Two times I've felt really old this week: Telling musically sophisticated young people about Levon Helm's Midnight Ramble and realizing that they've never heard of him or the Band, and seeing a smiling, unconcerned President Obama get off Air Force One today in Shanghai carrying an umbrella.

I wasn't alive in 1938 (I promise) when British Prime Minister Neville Chamberlain signed the infamous Munich treaty with Adolf Hitler, conceding the Sudetenland to the Nazis and creating the modern paradigm for appeasement of an implacably aggressive dictator. But since Chamberlain was famous for carrying an umbrella, especially at the airport ceremony where he announced his deal with the devil, for as long as I can remember Western diplomats would rather get wet than carry one.

Careful research (Googling various Presidents and "umbrella") reveals that there's a dispensation for Presidents who have aides hold umbrellas for them. George W. Bush also had this mishap in Russia, where President Putin was at least displaying umbrella parity (although you notice he's not actually using his, which speaks well of his prudence in front of the cameras).
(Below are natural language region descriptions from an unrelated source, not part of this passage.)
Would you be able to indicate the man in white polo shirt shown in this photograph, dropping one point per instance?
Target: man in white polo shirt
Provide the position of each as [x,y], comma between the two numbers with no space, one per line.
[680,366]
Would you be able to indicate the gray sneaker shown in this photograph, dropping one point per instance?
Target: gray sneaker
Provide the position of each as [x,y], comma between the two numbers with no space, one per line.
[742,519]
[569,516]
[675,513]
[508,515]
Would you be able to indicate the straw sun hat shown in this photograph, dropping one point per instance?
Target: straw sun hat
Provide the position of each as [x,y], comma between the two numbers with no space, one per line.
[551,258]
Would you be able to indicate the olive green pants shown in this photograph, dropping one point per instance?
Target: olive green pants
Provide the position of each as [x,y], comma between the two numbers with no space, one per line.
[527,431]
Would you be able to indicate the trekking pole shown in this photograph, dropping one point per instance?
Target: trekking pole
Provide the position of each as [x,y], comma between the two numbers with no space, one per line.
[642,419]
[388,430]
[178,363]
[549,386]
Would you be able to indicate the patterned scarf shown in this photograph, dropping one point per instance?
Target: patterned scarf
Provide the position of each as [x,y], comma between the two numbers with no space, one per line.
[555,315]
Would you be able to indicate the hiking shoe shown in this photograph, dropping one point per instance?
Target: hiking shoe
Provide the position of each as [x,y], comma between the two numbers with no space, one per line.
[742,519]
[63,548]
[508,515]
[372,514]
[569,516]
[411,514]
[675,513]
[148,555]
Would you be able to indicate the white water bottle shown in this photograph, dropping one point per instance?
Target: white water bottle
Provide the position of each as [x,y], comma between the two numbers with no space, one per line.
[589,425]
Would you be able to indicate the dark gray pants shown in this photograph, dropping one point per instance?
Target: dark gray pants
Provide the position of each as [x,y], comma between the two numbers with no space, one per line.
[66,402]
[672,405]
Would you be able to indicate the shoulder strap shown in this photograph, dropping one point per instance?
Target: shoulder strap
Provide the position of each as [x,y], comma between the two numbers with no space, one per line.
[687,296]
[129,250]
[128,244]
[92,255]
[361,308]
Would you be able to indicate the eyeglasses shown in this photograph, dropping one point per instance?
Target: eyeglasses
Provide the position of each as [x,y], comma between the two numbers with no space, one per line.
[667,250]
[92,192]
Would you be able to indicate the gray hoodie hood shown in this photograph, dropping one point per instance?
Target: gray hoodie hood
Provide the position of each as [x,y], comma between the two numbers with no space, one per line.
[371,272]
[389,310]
Perhaps it's seeing a bumbershoot-bearing Obama at an airport in China that touches an aging nerve. I'm not saying that he is an appeaser or the communist Chinese are comparable to the Nazis. Still, if he was going to do his bit to end this old superstition, he might have chosen a moment other than his arrival in an authoritarian country whose leaders control $1 trillion in Treasury bonds, want to jettison the dollar as the world's benchmark currency, and no doubt plan to use their economic leverage to pressure him on Taiwan and other issues.

3 comments:

Paul Eskildsen said...

Bad enough, but very subtle compared to a waist-level bow to the Emperor of Japan.

Paul Eskildsen said...

Oh, and Hi Fr. John!

Fr. John said...

Oh oh. He bowed to the King of Saudi Arabia, too.

I wonder how other Presidents have dealt with the emperor, king, and queen protocol. One doesn't want to be rude nor, on the other hand, appear subservient.

When MacArthur and Hirohito met at the U.S. Embassy in Tokyo after WW II, the image was strikingly different.